安西舞佳の朝は早い

文字数 1,775文字

「ジリリリリリリリリ」
 目覚ましの音で私――安西舞佳は目を覚ます。時刻は6:00。眠い目をこすりながら起きる。
(……もう朝か……今日はいつもよりよく眠れたな……)
 最近あまり寝付きがよくなく、あまり眠れなかったが、昨日はすぐ眠れたのでだいぶ調子が良い。
(疲れがたまっていたからかな……それとも昨日のファミレスでいろいろ話せたからかな。とりあえず今日も早く朝の支度しなきゃ……)
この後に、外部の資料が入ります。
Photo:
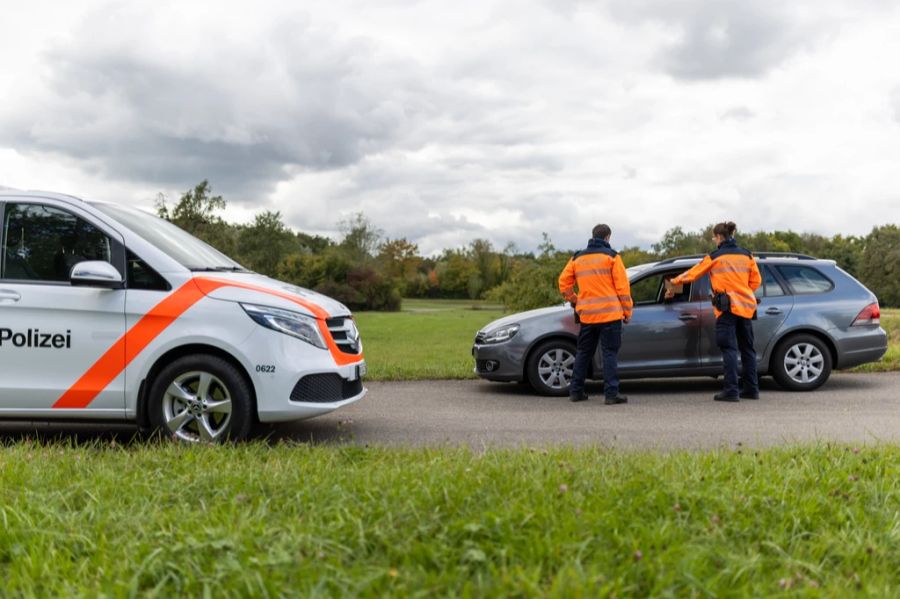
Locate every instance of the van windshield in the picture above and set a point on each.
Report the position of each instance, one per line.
(180, 245)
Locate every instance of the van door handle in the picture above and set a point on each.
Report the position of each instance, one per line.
(8, 295)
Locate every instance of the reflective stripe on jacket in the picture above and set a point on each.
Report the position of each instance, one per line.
(732, 270)
(604, 294)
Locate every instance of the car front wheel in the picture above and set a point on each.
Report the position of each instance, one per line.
(549, 367)
(801, 363)
(201, 398)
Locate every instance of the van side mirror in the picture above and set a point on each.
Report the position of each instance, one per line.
(95, 273)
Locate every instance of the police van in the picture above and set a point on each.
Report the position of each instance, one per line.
(110, 313)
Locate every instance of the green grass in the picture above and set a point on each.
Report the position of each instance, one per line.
(890, 321)
(102, 519)
(428, 339)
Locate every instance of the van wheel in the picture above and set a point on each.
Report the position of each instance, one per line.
(801, 363)
(201, 398)
(549, 367)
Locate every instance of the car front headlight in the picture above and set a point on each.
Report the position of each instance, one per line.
(297, 325)
(502, 334)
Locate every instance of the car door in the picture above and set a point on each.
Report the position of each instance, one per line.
(51, 333)
(775, 304)
(663, 335)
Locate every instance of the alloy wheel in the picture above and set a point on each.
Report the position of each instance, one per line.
(804, 363)
(197, 407)
(555, 368)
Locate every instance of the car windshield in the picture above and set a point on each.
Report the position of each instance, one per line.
(177, 243)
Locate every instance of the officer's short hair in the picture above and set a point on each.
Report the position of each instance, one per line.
(601, 232)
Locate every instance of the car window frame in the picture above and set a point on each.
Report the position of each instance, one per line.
(660, 301)
(787, 284)
(770, 268)
(162, 277)
(116, 245)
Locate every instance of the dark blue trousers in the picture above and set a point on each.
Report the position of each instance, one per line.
(734, 335)
(608, 336)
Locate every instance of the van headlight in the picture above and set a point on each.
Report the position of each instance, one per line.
(500, 335)
(297, 325)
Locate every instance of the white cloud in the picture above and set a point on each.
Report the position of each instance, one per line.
(478, 119)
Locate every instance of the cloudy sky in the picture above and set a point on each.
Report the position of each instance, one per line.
(446, 121)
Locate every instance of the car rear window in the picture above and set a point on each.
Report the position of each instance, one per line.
(805, 279)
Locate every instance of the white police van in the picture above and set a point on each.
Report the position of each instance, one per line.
(110, 313)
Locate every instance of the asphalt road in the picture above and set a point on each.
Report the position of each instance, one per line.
(661, 414)
(680, 413)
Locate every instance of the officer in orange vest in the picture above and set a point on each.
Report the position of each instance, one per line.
(734, 277)
(603, 303)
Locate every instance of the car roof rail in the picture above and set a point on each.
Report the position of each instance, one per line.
(763, 255)
(783, 255)
(677, 258)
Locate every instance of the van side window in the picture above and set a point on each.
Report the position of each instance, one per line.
(804, 279)
(142, 277)
(43, 243)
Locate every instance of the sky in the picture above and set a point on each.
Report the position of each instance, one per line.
(448, 121)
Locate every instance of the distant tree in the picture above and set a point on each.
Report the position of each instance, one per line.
(880, 267)
(264, 243)
(361, 238)
(197, 213)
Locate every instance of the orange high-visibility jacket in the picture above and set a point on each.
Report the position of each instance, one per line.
(604, 294)
(732, 270)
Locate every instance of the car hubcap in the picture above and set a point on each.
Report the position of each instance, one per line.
(804, 363)
(197, 407)
(555, 368)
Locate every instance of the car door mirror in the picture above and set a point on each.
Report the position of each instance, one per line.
(95, 273)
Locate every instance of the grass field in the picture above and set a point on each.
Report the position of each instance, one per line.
(431, 339)
(256, 520)
(428, 339)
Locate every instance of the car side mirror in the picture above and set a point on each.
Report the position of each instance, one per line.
(95, 273)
 私は、まずは洗面所で顔を洗いにいき、そこから朝の支度をする。朝はいろいろやらなきゃいけないことがある。まずは、昨日の家族の洗濯物を洗濯機に入れて回す。その間に、朝食と自分の昼の弁当を作る。母親はパートの時間が昼間からなのでこの時間は寝ているため、私がいつも作っている。まずは自分の昼の弁当を作るが、基本的には昨日の残りものを入れる。テキパキと料理をこなし、朝食の準備ができあがるころには、洗濯が終わっているので今度は天気を確認する。今日は一日晴れみたいなので洗濯物を外に干す。洗濯物を一通り干し終わると父親と妹(血のつながりはない)が起きてくるので、料理したものを配膳する。家族が食べている間に私は風呂や洗面所などの水回りを掃除する。掃除が終わると家族がご飯を食べ終わるころなので、片付けと食器洗いをする。
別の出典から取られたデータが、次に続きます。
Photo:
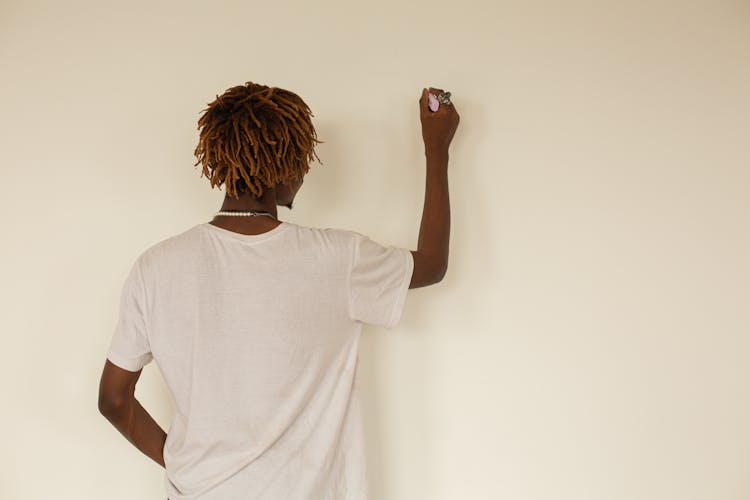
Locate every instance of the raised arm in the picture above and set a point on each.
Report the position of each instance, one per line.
(431, 256)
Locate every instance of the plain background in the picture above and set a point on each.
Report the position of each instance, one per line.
(591, 337)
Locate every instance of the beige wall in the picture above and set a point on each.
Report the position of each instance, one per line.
(591, 337)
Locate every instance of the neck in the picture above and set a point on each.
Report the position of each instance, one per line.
(266, 203)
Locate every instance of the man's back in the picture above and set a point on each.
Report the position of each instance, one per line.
(256, 337)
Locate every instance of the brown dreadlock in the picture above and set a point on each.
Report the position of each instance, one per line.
(253, 137)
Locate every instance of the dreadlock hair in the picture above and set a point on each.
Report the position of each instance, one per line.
(254, 136)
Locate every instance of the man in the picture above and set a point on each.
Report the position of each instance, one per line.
(254, 322)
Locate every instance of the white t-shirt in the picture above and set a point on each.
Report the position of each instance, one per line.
(256, 337)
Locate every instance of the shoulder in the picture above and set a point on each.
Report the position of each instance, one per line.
(168, 250)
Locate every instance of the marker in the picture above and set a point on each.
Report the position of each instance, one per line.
(433, 102)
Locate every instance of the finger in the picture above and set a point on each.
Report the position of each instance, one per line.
(423, 101)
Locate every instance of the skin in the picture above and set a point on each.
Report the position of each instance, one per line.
(117, 400)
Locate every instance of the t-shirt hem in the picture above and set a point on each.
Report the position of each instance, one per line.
(398, 305)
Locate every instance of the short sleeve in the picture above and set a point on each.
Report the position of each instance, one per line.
(130, 348)
(379, 279)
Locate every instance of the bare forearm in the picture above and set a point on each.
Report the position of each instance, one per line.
(135, 423)
(434, 231)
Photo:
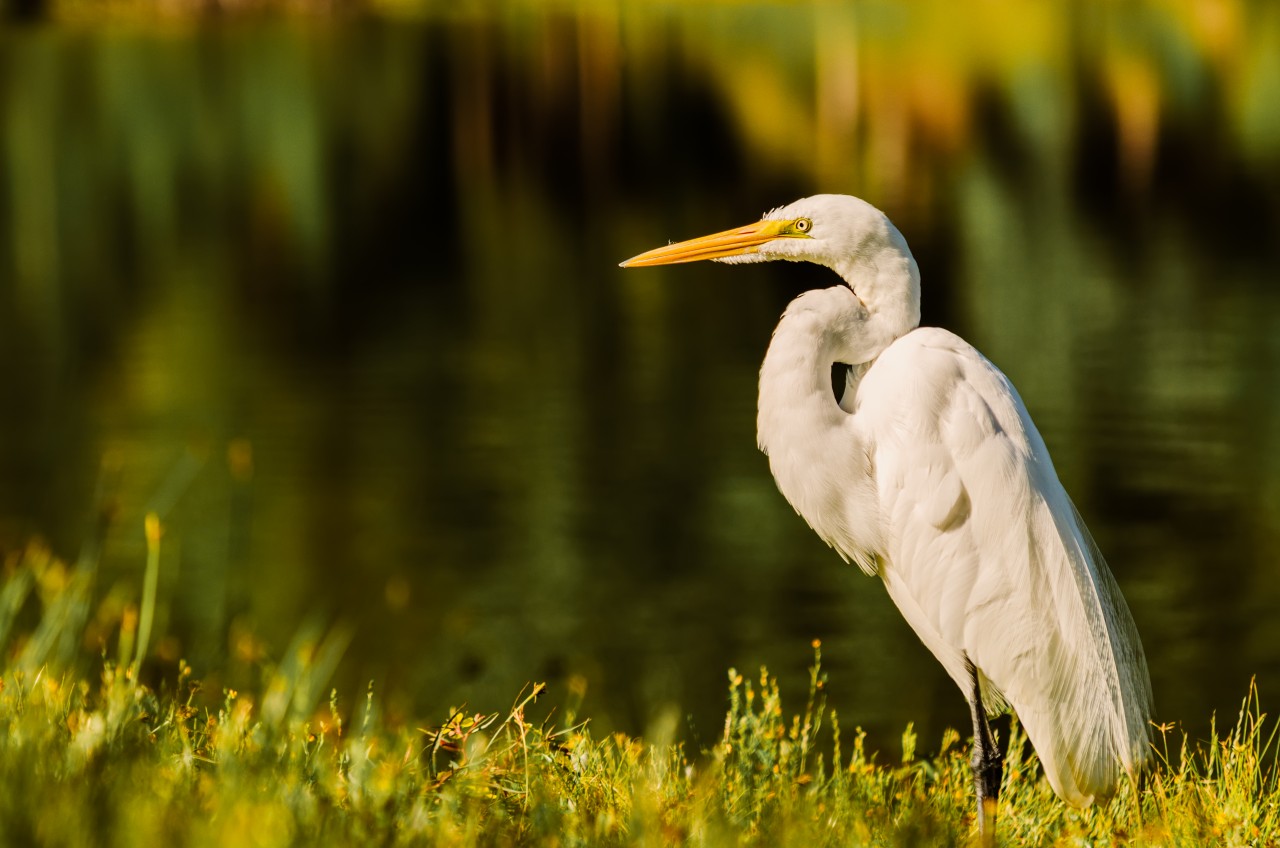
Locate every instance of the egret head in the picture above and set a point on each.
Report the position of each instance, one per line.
(845, 233)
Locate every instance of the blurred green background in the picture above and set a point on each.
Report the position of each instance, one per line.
(334, 290)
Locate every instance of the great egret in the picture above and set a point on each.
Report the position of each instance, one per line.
(928, 472)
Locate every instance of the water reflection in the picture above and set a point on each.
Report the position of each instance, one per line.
(343, 305)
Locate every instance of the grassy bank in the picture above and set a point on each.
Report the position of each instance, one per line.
(91, 756)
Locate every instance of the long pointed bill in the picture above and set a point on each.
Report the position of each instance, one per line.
(731, 242)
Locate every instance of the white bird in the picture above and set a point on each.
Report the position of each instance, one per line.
(928, 472)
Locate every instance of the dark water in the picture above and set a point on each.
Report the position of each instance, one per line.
(342, 304)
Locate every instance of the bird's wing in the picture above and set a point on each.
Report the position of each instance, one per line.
(987, 559)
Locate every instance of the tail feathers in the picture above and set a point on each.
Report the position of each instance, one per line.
(1088, 715)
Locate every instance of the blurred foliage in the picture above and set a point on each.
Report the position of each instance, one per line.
(91, 756)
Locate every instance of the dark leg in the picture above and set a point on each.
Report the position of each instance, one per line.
(988, 765)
(……おっ、ソーセージが少し残ってる!ラッキー!たべちゃおっと)
 私の朝食は大体こういった余りものだ。朝はそんなに食べる方ではないのでこれで割と満足している。ソーセージを食べながら食器を洗い、一通り終わると今度は学校の準備をし始める。時刻は7:20――いつも7:30までに家を出るので順調なペースで準備が進んでいる。
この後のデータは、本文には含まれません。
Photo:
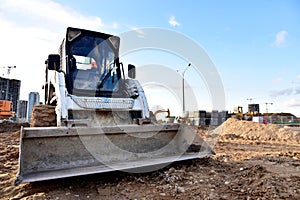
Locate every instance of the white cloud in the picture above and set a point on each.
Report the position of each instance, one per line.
(293, 103)
(173, 22)
(279, 79)
(280, 38)
(50, 13)
(139, 32)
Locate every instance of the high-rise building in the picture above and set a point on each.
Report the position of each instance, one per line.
(22, 110)
(33, 99)
(10, 90)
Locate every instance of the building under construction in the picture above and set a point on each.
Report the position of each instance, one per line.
(10, 90)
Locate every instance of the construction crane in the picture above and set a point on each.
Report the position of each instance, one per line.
(8, 69)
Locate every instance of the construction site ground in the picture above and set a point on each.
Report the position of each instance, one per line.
(252, 161)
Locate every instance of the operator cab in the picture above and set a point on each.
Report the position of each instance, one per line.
(92, 66)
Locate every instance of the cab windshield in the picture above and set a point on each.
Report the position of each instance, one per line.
(93, 65)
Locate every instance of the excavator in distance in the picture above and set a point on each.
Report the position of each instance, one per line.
(95, 117)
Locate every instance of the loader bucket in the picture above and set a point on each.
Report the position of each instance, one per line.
(58, 152)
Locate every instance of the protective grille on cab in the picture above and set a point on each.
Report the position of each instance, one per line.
(101, 102)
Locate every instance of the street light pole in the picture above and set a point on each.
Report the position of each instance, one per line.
(183, 98)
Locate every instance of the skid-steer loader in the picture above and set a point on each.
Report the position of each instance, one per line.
(95, 119)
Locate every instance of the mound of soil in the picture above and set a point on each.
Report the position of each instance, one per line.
(248, 130)
(252, 161)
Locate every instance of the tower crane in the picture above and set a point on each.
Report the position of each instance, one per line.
(8, 69)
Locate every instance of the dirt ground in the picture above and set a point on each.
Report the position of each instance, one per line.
(252, 161)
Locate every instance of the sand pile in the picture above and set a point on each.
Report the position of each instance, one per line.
(248, 130)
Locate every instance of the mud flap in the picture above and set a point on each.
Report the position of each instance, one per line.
(58, 152)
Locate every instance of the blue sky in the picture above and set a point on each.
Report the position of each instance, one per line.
(255, 45)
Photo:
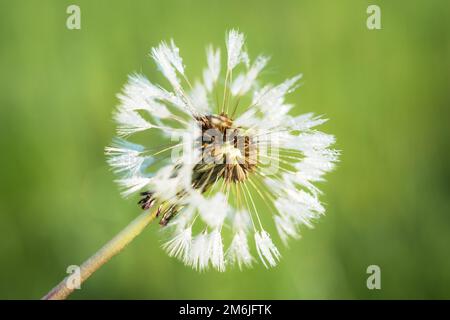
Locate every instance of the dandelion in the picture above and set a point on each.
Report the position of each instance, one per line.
(233, 161)
(242, 129)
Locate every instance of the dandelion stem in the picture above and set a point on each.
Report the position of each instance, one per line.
(109, 250)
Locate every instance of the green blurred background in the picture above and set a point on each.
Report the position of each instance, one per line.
(385, 91)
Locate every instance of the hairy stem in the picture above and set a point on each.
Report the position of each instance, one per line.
(109, 250)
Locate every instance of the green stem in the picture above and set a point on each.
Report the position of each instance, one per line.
(109, 250)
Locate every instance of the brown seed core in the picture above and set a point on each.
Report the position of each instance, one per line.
(227, 152)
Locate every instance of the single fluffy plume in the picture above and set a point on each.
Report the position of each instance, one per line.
(267, 251)
(236, 54)
(180, 245)
(216, 155)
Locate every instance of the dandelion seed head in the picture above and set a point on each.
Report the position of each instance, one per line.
(232, 162)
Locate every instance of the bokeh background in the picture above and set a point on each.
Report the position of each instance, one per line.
(385, 91)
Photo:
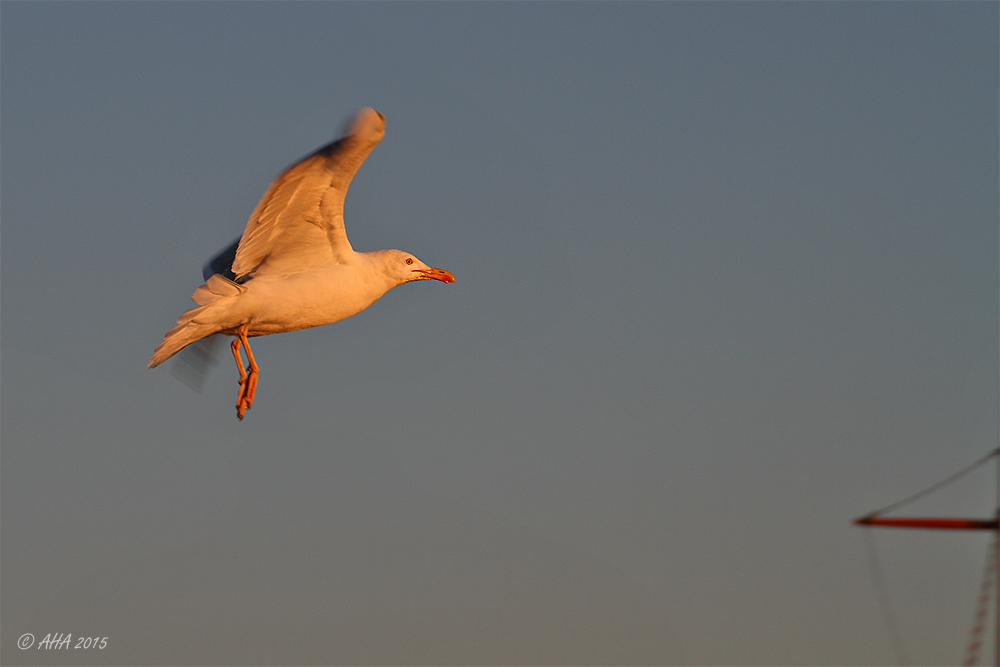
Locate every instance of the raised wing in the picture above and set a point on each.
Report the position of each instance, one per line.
(299, 222)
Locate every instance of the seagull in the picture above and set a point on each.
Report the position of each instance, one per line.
(294, 268)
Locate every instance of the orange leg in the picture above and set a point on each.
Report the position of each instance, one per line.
(248, 380)
(239, 360)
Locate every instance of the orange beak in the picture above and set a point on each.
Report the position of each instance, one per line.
(436, 274)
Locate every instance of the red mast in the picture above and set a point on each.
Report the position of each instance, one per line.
(874, 519)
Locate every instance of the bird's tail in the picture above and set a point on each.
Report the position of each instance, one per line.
(199, 322)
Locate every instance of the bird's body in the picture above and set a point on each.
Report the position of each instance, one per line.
(294, 267)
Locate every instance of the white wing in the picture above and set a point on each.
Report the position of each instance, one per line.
(299, 222)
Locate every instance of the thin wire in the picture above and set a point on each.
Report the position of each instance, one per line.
(935, 487)
(982, 610)
(883, 599)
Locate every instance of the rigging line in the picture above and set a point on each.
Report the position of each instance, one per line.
(985, 593)
(935, 487)
(882, 592)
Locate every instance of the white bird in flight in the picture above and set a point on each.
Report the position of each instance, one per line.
(294, 267)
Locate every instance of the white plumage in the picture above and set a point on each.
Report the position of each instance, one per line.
(294, 267)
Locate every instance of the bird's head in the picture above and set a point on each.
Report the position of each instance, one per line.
(405, 268)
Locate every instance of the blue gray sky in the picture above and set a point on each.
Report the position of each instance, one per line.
(727, 279)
(よし……準備終わり!今日はあまり疲れを感じないし調子いいかも!)
 学校の準備を済ませ家を出る。学校は隣駅にあるのでいつも電車に乗り登校している。家から大体30分で着くので学校には8時くらいに着く。朝のホームルームが始まるのは8:30だが、早めに着いた30分で授業の予習や復習をしている。
(昨日のファミレスだ!……昨日のご飯は美味しかったなぁ……また食べれるといいなぁ……)
 最寄り駅に着くと、ファミレスが見え私は昨日のことを思い出した。外食をしたのは小学生以来で、本当に楽しかった。
(藤村さんには感謝しきれないなぁ……でも、これ以上甘えるわけにはいかない。私に関わってもいいことなんてないんだから……)
 両親が他界してからは辛い日々が続いた。助けを求めたかったが、転校したこともあり周りに頼れる人はいなくなってしまった。そこから私は、色々と諦めるようになった。そうやって諦め始めたころから、不思議と気持ちが割り切れるようになり、あまり辛さを感じなくなった。同時に喜ぶこともなくなり、ただ淡々と日々が過ぎていくようになった。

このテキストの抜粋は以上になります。